Toler, who spent more than 20 years working with the Austin Police Department, believes there is a significant need for this kind of facility within the local law enforcement community. 

The center is funded through two bond proposals voters approved in November of 2014, which promised to fuel $386 million in improvements across ACC campuses. Originally the center was planned to meet the demands of students, but after ACC surveyed local law enforcement, they decided to turn it into a regional public safety resource as well. 

“Our students can obtain their state licenses as peace officers, but we didn’t have the facilities for that,” explained James Molloy, a criminal justice professor at ACC. Molloy said this new facility won’t just go to help students on the criminal justice path, but also those starting in the emergency management program at ACC that’s set to begin in the fall. 

While there are other training centers in the regions, what Molloy believes makes this one different is it is more holistic and includes space for all different types of indoor and outdoor drills, classrooms, self-defense practice and driving training. 

Previously, Molloy explained that students would train in parking lots or borrow other departments’ facilities. 

The center has a firing range which can be used to train for both daytime and nighttime conditions.
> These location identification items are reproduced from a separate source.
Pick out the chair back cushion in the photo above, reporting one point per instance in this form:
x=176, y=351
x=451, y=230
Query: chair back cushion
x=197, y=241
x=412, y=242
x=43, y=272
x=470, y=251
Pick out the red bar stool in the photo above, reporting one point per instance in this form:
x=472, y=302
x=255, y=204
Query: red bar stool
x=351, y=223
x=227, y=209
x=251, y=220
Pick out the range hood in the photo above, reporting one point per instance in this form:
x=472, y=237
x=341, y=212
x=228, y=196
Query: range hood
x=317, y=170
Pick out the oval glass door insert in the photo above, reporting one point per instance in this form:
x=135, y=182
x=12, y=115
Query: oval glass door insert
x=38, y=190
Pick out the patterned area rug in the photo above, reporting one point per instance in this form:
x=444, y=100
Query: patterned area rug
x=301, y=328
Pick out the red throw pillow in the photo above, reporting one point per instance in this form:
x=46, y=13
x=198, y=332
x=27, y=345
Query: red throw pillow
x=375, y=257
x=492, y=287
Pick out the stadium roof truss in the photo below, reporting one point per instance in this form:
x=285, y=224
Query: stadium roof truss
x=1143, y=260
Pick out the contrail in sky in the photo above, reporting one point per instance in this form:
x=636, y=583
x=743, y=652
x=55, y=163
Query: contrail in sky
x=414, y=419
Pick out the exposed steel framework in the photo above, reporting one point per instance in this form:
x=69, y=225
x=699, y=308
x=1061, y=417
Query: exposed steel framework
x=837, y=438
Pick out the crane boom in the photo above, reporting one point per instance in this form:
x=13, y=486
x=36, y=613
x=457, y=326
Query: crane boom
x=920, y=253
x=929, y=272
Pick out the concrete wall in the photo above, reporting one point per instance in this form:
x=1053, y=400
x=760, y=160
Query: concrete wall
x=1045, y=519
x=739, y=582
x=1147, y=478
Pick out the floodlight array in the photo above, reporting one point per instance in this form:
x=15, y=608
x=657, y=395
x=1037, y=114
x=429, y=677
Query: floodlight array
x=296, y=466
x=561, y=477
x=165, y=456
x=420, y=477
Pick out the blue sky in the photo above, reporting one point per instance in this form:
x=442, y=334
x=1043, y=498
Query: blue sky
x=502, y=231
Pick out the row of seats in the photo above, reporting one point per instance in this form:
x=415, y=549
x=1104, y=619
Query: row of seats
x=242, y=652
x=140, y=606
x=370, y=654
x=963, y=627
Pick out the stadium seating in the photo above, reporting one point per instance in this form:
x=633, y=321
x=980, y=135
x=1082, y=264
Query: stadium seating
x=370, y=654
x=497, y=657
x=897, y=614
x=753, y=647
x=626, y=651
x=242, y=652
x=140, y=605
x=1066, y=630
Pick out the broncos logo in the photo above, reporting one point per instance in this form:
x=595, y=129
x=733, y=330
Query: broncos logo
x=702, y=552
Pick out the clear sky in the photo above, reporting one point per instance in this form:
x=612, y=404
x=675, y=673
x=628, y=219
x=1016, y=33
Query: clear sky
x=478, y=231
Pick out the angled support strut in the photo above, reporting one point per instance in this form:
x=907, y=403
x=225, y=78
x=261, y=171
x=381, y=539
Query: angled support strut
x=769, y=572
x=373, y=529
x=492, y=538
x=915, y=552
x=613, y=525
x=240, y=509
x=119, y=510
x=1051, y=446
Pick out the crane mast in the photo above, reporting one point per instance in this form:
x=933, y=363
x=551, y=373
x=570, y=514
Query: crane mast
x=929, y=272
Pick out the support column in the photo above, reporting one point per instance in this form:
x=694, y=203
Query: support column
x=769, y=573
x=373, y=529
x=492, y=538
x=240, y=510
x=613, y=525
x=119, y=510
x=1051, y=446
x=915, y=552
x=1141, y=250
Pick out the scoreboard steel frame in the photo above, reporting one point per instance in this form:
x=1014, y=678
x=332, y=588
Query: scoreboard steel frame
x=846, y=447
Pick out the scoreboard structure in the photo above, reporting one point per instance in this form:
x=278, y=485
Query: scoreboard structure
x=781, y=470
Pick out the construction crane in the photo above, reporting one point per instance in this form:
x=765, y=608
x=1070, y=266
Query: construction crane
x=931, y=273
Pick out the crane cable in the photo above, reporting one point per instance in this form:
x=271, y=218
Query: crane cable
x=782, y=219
Those practicing there can be tested with a range or alternating targets, flashing lights and loud noises to mimic hurdles on the job. 

The center also features an emergency vehicle driving course that runs for half a mile with plenty of twists and turns, it can even mimic a slick, icy roadway 

“We’re looking at teaching the police officer how to safely drive his car to a call,” Toler said as an example. “That sounds really simple until you are in a police car trying to drive through traffic getting to the call.”

He said this isn’t the only track of this kind in Texas but he says it is the best track of it’s kind in Texas.

A center like this has been on many department’s wishlists, but not within their budgets. Toler said the Travis County Sheriff’s Office, Hays County Sheriff’s Office as well as Austin, Buda, and Kyle Police Departments have all expressed interest in working with the center.